The ritual also serves a very practical function of controlling bad behavior. The author has observed Kosher slaughter in 13 different U.S. slaughter plants with a total of over 20 days observation time. Even though plant employees sometimes abused the animals, a shochet was never observed taunting, teasing, or deliberately abusing an animal. This observation illustrates the power of the ritual to control behavior. Some Kosher plants have cruel, dangerous methods for restraining the animal, which would have a tendency to encourage cruel behavior. Sixty-one percent of the Kosher plants engaged in cruel, dangerous live hoisting, and 23% had employees who abused animals. The shochets never engaged in abuse even though their working environment was often worse than that of most non-kosher plants.
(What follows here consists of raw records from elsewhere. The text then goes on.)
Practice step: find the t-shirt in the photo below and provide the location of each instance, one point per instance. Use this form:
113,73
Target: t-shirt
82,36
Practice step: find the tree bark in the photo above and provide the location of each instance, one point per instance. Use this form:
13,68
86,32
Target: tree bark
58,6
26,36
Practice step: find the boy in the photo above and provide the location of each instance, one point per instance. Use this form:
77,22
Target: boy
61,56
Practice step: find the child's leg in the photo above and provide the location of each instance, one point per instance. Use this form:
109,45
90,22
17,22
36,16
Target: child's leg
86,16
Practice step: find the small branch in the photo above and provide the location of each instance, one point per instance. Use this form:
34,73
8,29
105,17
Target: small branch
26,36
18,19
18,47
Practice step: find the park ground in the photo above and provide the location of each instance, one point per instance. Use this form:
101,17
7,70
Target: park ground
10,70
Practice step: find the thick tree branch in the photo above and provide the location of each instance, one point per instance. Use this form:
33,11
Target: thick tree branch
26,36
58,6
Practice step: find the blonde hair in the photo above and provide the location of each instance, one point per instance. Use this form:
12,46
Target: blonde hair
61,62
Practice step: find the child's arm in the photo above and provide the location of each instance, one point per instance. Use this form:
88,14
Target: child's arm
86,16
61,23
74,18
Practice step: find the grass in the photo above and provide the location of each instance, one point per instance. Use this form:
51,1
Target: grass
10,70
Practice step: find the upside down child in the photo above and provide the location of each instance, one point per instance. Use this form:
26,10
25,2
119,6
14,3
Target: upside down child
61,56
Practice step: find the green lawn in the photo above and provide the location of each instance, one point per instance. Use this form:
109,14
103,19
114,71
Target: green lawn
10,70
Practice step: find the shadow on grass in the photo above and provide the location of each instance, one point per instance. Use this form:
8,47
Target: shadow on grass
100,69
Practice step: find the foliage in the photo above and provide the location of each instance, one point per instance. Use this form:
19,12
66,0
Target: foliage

A total of 19 different shochets were observed actually killing animals.
The three types of approaches (Mechanical, Sadistic, and Sacred Ritual) have been repeatedly observed in over 150 slaughter plants. These three categories only apply to the people who actually do the killing and people who work in the kill-chute area. For managers the most common attitude is simply denial of the reality of killing. Some good managers who really care about animals often become upset when they have to watch the kill chute, but they express their caring by enforcing a strict code of employee conduct and spending money on good equipment. The paradox is that it is difficult to care about animals but be involved in killing them.